Недалеко всхрапнула лошадь - Илиодора ждали. Он вытер глаза пальцами, высморкался и тихо выскользнул за дверцу, врезанную в забор "Новой Галилеи".
Через час Илиодор уже был далеко - лошади шли ходко, сзади клубилась пыль. Илиодор направлялся в станицу Константиновскую, к реке. По дороге сделал остановку в подворье одного богатого казака. Илиодор его фамилию не сообщал, опасался, что казака прижмёт полиция, заставит отвечать за то, в чём он не был виновен, - перекусил, отдохнул, умылся и переоделся в женское платье.
Казак даже руками всплеснул, увидев переодетого Илиодора.

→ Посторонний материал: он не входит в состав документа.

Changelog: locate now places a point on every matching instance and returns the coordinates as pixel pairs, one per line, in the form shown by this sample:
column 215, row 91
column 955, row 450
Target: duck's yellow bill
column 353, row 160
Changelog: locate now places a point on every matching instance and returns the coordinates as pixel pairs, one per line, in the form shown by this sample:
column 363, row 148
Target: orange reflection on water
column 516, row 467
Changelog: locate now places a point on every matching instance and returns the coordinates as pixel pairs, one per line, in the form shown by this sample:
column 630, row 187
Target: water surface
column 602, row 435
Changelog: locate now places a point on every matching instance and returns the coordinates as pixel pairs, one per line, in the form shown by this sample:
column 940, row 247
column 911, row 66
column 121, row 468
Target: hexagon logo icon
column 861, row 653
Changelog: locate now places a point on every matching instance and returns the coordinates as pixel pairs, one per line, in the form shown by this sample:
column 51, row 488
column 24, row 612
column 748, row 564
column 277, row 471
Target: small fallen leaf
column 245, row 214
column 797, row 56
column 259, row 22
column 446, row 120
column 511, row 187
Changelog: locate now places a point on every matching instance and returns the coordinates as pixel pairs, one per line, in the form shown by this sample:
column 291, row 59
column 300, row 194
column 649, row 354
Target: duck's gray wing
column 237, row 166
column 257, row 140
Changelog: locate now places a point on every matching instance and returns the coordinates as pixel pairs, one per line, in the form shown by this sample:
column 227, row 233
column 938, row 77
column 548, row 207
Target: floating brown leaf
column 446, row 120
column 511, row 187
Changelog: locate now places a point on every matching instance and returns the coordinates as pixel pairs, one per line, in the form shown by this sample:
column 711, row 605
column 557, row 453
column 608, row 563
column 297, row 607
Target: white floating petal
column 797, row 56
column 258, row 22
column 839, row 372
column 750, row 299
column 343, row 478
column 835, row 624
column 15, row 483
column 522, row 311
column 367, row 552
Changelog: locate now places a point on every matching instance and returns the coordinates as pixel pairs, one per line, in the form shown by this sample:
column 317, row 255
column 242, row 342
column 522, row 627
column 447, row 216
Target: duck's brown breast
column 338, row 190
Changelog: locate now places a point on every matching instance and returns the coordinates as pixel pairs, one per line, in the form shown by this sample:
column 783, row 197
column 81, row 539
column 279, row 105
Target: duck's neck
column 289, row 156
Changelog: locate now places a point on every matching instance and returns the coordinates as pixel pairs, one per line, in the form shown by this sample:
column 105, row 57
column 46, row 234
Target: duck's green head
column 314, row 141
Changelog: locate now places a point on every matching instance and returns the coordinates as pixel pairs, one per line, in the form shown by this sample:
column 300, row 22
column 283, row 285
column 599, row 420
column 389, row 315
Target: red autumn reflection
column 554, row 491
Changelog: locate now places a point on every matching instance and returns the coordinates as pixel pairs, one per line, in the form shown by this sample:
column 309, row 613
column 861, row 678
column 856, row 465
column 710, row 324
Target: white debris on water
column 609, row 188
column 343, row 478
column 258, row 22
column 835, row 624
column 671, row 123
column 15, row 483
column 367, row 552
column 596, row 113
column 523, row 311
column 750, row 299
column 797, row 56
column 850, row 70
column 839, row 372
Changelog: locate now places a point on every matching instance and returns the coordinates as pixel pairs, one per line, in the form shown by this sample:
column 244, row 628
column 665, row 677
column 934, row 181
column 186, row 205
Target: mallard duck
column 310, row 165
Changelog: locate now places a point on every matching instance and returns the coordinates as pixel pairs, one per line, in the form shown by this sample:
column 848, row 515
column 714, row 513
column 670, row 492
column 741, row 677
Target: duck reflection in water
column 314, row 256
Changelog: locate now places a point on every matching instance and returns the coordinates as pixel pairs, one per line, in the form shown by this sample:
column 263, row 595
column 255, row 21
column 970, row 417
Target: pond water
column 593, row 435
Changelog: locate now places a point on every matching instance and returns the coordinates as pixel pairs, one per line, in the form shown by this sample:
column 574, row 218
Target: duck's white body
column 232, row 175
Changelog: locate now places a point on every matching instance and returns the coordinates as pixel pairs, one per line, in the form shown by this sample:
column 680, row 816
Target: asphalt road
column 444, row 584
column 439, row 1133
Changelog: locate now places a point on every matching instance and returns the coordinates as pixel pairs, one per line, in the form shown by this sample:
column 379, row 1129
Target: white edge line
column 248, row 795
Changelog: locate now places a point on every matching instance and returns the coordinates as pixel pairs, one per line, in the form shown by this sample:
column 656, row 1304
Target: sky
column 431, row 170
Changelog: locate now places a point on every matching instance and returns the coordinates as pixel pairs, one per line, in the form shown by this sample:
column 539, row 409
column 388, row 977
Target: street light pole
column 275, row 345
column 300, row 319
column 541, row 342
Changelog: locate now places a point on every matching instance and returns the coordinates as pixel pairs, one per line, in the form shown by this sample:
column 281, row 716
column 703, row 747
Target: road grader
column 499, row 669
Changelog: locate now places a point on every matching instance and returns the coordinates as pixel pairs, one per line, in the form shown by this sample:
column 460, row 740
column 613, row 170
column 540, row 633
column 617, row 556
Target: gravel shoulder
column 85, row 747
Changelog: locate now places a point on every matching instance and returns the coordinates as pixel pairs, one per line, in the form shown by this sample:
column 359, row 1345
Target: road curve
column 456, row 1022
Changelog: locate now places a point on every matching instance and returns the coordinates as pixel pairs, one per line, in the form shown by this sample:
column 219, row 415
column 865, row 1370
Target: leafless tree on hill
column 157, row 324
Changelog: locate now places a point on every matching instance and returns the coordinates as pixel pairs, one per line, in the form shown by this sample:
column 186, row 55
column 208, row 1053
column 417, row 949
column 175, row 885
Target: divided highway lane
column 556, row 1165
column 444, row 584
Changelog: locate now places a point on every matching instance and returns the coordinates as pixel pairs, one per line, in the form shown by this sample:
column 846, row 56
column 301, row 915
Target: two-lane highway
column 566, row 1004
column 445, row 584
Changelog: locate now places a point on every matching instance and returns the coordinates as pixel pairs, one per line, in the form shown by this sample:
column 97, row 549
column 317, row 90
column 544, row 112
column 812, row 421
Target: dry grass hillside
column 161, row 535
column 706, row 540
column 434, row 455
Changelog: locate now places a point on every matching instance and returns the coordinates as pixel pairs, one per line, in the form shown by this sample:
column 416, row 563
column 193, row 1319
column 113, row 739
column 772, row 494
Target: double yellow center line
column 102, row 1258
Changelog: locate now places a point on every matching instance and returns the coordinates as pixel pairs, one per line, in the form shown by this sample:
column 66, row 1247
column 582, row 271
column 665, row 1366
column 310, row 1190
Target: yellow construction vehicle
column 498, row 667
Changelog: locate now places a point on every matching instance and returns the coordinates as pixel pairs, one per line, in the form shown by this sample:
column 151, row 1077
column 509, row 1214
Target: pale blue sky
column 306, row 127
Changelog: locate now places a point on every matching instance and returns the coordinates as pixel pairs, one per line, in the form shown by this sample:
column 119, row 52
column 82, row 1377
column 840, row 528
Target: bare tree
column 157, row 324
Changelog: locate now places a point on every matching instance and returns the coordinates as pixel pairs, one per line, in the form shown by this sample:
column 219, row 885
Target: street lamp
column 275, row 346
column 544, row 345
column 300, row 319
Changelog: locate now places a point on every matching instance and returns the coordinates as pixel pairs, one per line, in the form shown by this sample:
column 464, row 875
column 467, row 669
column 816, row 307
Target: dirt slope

- Баба, вылитая баба! - Велел: - А ну пройдись по одной половице!
Это раньше, чтобы проверить, пьян человек или нет, его заставляли пройтись по одной половице и не наступить на другую.
Но Илиодор не воспринял эту команду как "пьяную", спокойно прошёл по половице, стараясь это сделать как можно грациознее, по-женски.
- Молодец! - восхитился казак, подбил рукой усы. - Натрене... натреньи... тьфу! Слово какое, а? Не выговоришь, к зубам пристаёт! Насобачился, в общем!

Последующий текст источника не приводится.